許可の区分には「国土交通大臣許可」と「都道府県知事許可」、それに「特定建設業許可」と「一般建設業許可」とがあると紹介しました。
従って許可区分は、大臣特定、知事特定、大臣一般、知事一般の4種類となります。
ですが例えば一つの建設業者が、「大臣」と「知事」の両方を、或いの複数の「知事」許可を同時に取得することはできません。
例えばある建設業者が「国土交通大臣許可」と「東京都知事許可」の両方を取得しているといったことはあり得ません。
また「一般」と「特定」を同時に取得することもありません。
但し業種が異なれば、ある業種は特定で、また別の業種は一般で許可を取る場合もあります。
こうした許可の種類に許可年度を加えて、建設業者への許可は「特定建設業建築工事業国土交通大臣許可(特定-17)第○○○○号」等と表記されるようになります。

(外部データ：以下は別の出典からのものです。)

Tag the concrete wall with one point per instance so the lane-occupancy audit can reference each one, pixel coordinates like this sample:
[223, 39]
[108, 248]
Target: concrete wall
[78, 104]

この許可内容を明示した許可票というものを、各建設業者は必ずその営業所及び工事現場の見やすい場所に掲げることが義務付けられています。
この許可票は建設業界内では通称「金看板」と呼ばれています。
皆さんももしかしたらどこかの建設業者の事務所や現場を訪れたときに見たことがあるかもしれません。
もし次にそのような機会があったら、その「金看板」をじっくり注意してご覧になってみたら如何でしょうか。
この「金看板」を見るだけで、その建設業者の業務内容、経営規模がある程度わかってくるのではないでしょうか。
この許可証の有効期限は5年です。
5年経って期限が切れるまでに、各建設業者は許可の更新を申請することになります。
ですが稀に5年以上前の許可年度が表示された広告や許可票、所謂「金看板」を見ることもありますが、この場合、念のために許可の更新が完了しているのかどうかを確認することも重要です。
言うまでもなく許可のない、或いは許可の有効期限の切れている建設業者がいたとしたら、それは「不法」営業を行っていることになります。
従ってもしそのような状況に遭遇した場合は、後で無用のトラブルに巻き込まれることのないよう、消費者としても細心の注意が必要です。